The CMS wants to consolidate several Medicare quality programs in an effort to identify the highest performing organization and have them scale their efforts under a contract that's worth up to $25 billion.

Quality Improvement Networks and Organizations (QIN-QIOs), End Stage Renal Disease (ESRD) Networks, and Hospital Improvement Innovation Networks (HIINs) will now fall under one large contract that focuses on educating and training stakeholders that could affect quality of care for Medicare patients. These organizations include hospitals, clinicians and long-term care facilities that work together to reduce hospitalizations, readmissions and poor care outcomes.

The effort will allow the CMS to "establish a pool of quality improvement contractors that are capable of rapid national, regional, state and local level quality improvement," an agency spokesman said.

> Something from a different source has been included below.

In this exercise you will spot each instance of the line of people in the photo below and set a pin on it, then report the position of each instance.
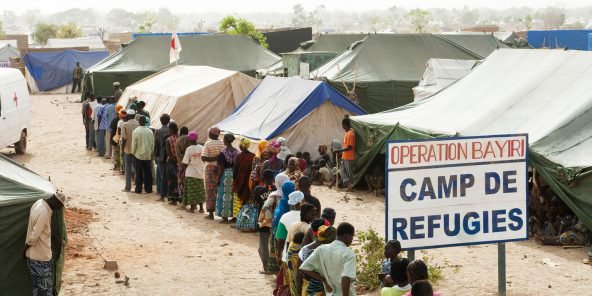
(268, 192)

Among those affected by this move are Health Services Holdings, TMF Health Quality Institute and HealthInsight. HIINs now under contract include providers Atrium Health and Dignity Health and group purchasing organizations Premier and Vizient, among others.

These groups can apply to be part of what will now be known as the Network of Quality Improvement and Innovation Contractors (NQIIC). Applications will be accepted through June 26 and will be awarded Dec. 1. The contracts will last for five years, with the option of a five-year renewal. The budget for the new quality initiative is up to $25 billion.

The CMS will provide guidance and funding and NQIIC contractors will be expected to gather providers, patients and other stakeholders to address a care or quality problem. For instance, if a certain region in the country is struggling with hospital acquired infections or a spike in the number of falls, a group could be called to come up with a solution, identify best practices or rapidly test quality improvement efforts to address the problem in question.

NQIIC vendors must also seek ways to harmonize measures across care settings and eliminate those that aren't useful.

"The proposed new structure addresses legitimate provider complaints about too many measures and too many rules on how to meet those measures, it maintains a clear focus on outcomes and on vulnerable populations," said Michael Millenson, president of consulting firm Health Quality Advisors.

The various quality contractors used by different providers can create variances that could affect Medicare patients who require care across primary, acute and post-acute settings, said Dr. Rahul Koranne, chief medical officer at the Minnesota Hospital Association, which has been a HIIN since 2016. The CMS requires HIINS to work with hospitals to decrease instances of patient harm and preventable 30-day readmissions.

"If care in the hospital is the only thing that improves, and not in a nursing home or clinic, that's not servicing a patient," Koranne said.

The new structure will concentrate on proven approaches, said Ellen Gagnon, interim CEO of Network for Regional Healthcare Improvement, a national network health improvement collaboratives. "Clinicians, especially in rural areas, could benefit from reduced administrative burden and a more coordinated support system to navigate the emerging pay for value environment," Gagnon said.

There is some controversy about the effort since the new effort may mean that QIOs will no longer be able to conduct claims audits due to new duties under NQIIC , according to said Emily Evans, a health policy analyst at Hedgeye Risk Management. The CMS has been relying more on QIOs to audit hospital claims instead of Recovery Audit Contractors (RACs).

Hospitals prefer QIOs over RACs, which are paid by the CMS to comb through providers' medical records to ensure Medicare payments are accurate. RACs receive a cut of each overpayment they find. QIOs tend to be run by clinicians making them better suited to judge these claims.

In a FAQ document released by the CMS, it said it won't announce terms of QIO contracts until next year.